This creamy Cajun chicken linguine is spicy, savory, and comforting—all in one pan. Juicy chicken strips are seasoned and seared to perfection, then tossed with tender pasta in a bold, garlicky cream sauce. Perfect for easy weeknights with Southern flair.
For the Chicken:
2 boneless, skinless chicken breasts, sliced into strips
2 tbsp olive oil
2 tbsp Cajun seasoning
1 tsp smoked paprika
½ tsp garlic powder
Salt & black pepper, to taste
For the Pasta:
12 oz linguine
4 cloves garlic, minced
½ cup chicken broth
1 cup heavy cream
½ cup grated Parmesan cheese
Fresh chopped parsley (for garnish)
Cook the Pasta:
Boil linguine in salted water until al dente.
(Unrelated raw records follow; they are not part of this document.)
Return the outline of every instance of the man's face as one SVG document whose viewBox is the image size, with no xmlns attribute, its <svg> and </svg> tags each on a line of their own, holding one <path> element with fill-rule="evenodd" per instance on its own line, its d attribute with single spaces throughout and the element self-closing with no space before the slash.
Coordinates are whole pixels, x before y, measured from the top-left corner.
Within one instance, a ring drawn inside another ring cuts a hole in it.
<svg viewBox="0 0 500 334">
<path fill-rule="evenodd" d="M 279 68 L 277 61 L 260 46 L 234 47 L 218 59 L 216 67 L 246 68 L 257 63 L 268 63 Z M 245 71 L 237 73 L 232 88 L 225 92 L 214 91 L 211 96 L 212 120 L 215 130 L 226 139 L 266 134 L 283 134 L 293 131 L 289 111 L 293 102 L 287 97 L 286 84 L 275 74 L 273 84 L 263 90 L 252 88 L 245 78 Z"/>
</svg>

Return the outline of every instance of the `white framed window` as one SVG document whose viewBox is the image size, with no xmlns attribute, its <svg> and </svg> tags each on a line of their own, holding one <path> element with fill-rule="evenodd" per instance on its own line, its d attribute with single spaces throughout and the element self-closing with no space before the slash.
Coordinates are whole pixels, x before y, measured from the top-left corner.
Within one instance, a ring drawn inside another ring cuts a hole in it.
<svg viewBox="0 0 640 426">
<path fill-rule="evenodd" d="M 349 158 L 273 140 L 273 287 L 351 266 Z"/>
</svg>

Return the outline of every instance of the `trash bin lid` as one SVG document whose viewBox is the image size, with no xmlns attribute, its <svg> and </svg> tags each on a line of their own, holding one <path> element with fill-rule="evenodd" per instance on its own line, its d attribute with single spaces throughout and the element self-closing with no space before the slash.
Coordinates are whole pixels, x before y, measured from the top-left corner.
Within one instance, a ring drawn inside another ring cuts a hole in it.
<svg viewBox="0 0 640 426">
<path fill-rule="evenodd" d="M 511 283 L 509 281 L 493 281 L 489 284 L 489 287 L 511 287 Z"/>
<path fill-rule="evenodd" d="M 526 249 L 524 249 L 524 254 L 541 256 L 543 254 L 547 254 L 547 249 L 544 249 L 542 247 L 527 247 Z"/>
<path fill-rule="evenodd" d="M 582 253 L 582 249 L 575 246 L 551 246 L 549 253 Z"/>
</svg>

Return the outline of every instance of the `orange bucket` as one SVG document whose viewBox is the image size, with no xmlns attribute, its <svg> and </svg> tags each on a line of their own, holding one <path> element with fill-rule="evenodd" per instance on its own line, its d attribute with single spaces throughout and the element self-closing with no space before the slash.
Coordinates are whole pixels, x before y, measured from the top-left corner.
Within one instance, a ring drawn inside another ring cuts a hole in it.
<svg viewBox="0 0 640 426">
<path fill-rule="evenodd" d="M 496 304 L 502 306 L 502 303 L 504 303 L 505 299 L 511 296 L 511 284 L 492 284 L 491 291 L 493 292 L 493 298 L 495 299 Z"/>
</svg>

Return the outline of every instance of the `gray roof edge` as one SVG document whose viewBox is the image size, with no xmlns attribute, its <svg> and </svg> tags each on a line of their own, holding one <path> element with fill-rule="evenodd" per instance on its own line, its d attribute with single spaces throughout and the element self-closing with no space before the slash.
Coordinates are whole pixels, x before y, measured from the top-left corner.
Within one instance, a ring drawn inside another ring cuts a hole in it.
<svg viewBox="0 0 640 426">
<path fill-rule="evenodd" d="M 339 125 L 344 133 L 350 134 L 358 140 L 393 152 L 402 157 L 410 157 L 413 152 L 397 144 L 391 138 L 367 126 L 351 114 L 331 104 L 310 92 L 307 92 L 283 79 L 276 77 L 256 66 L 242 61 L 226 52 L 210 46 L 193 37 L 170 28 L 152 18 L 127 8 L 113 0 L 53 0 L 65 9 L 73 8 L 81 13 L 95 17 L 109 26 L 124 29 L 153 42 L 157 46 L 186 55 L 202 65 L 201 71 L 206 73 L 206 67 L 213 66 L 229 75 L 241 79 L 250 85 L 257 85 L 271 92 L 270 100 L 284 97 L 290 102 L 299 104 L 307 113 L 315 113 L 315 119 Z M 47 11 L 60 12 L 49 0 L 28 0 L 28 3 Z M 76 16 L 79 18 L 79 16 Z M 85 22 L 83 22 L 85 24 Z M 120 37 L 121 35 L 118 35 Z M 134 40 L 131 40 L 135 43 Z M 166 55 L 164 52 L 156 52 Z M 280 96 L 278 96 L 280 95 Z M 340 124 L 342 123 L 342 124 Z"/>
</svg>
Drain and set aside.
Season the Chicken:
Toss chicken strips with Cajun seasoning, paprika, garlic powder, salt, and pepper.
Sear the Chicken:
Heat olive oil in a skillet over medium-high heat. Cook chicken for 5–6 minutes until golden and fully cooked. Remove and set aside.
Sauté the Garlic:
Reduce heat to medium. Add minced garlic to the same pan and sauté for 1 minute.
Build the Sauce:
Pour in chicken broth and heavy cream. Simmer for 3–4 minutes until slightly thickened.
Add the Cheese:
Stir in Parmesan until the sauce is creamy and smooth.
Combine:
Return cooked pasta and chicken to the skillet. Toss to coat evenly in the sauce.
Serve:
Garnish with chopped parsley and serve hot.
Use andouille sausage or shrimp for a Cajun twist.
Add spinach or bell peppers for extra color and nutrients.
Adjust Cajun seasoning to your heat preference.